This question is inspired by the fact that the “count” parameter to MPI_SEND and MPI_RECV (and friends) is an “int” in C, which is typically a signed 4-byte integer, meaning that its largest positive value is 231, or about 2 billion.

However, this is the wrong question.

The right question is: can MPI send and receive messages with more than 2 billion elements?

The answer is: yes.

I’ve written about this question before (see here and here), but I’m writing again because people keep asking me. I’m putting a hopefully-google-able title on this post so that it can be found.

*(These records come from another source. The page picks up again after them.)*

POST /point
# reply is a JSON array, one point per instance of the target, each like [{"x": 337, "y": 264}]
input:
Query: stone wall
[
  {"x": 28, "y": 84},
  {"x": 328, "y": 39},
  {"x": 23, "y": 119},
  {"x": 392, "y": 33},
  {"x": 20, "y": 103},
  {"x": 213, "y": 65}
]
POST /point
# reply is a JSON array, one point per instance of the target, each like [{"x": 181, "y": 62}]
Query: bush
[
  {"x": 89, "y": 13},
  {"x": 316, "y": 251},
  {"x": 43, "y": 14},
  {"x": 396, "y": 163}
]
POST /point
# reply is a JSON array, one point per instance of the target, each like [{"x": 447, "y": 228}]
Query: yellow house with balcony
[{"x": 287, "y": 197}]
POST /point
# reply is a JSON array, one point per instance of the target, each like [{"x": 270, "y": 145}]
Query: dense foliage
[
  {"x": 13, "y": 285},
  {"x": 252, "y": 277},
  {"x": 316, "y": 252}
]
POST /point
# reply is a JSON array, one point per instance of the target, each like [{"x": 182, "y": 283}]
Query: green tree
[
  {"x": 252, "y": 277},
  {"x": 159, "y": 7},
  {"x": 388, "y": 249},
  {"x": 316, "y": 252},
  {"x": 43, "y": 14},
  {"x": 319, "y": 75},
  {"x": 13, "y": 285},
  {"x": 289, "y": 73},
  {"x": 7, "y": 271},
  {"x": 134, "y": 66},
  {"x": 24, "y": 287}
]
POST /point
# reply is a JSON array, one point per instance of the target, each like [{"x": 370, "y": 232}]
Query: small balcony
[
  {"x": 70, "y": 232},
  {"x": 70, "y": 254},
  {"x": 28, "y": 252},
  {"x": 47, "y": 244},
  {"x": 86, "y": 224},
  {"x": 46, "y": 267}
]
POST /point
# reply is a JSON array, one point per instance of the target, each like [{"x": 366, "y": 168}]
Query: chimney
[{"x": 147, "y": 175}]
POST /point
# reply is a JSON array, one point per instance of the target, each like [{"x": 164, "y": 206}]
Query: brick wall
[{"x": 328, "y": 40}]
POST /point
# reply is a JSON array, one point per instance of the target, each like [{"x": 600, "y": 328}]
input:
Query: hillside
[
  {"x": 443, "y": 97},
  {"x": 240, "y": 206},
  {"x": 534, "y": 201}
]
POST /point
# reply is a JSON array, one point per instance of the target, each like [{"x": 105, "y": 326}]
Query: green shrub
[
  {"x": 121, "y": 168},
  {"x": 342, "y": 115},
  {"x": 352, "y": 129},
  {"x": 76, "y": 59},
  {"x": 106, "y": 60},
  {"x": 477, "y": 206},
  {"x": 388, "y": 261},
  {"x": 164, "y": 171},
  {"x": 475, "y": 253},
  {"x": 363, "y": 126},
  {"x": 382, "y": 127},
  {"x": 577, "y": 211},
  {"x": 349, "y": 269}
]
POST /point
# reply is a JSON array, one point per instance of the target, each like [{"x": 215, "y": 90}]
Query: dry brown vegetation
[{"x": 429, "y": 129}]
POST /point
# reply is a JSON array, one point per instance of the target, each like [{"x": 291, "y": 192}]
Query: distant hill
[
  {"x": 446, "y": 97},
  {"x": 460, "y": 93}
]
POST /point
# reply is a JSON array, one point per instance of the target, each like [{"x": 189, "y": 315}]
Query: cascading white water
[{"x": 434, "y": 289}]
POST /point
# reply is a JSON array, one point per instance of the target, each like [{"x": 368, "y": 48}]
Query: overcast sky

You may have heard that MPI-3.0 defined a new “MPI_Count” type that is larger than an “int”, and is therefore not susceptible to the “2 billion limitation.”

That’s true.

But MPI-3.0 didn’t change the type of the “count” parameter in MPI_SEND (and friends) from “int” to “MPI_Count”. That would have been a total backwards compatibility nightmare.

First, let me describe the two common workarounds to get around the “2 billion limitation”:

1. If an application wants to send 8 billion elements to a peer, just send multiple messages. The overhead difference between a single 8GB message and sending four 2GB messages is so vanishingly small that it effectively doesn’t matter.

2. Use MPI_TYPE_CONTIGUOUS to create a datatype comprised of multiple elements, and then send multiple of those — creating a multiplicative effect. For example:

MPI_Type_contiguous(2147483648, MPI_INT, &two_billion_ints_type);
/* Send 4 billion integers */
MPI_Send(buf, 2, two_billion_ints_type, …);

These workarounds aren’t universally applicable, however.

The most-often cited case where these workarounds don’t apply is that MPI-IO-based libraries are interested in knowing exactly how many bytes are written to disk — not types (e.g., check the MPI_Status output from an MPI_FILE_IWRITE call).

For example: a disk may write 17 bytes. That would be 4.25 MPI_INT’s (assuming sizeof(int) == 4).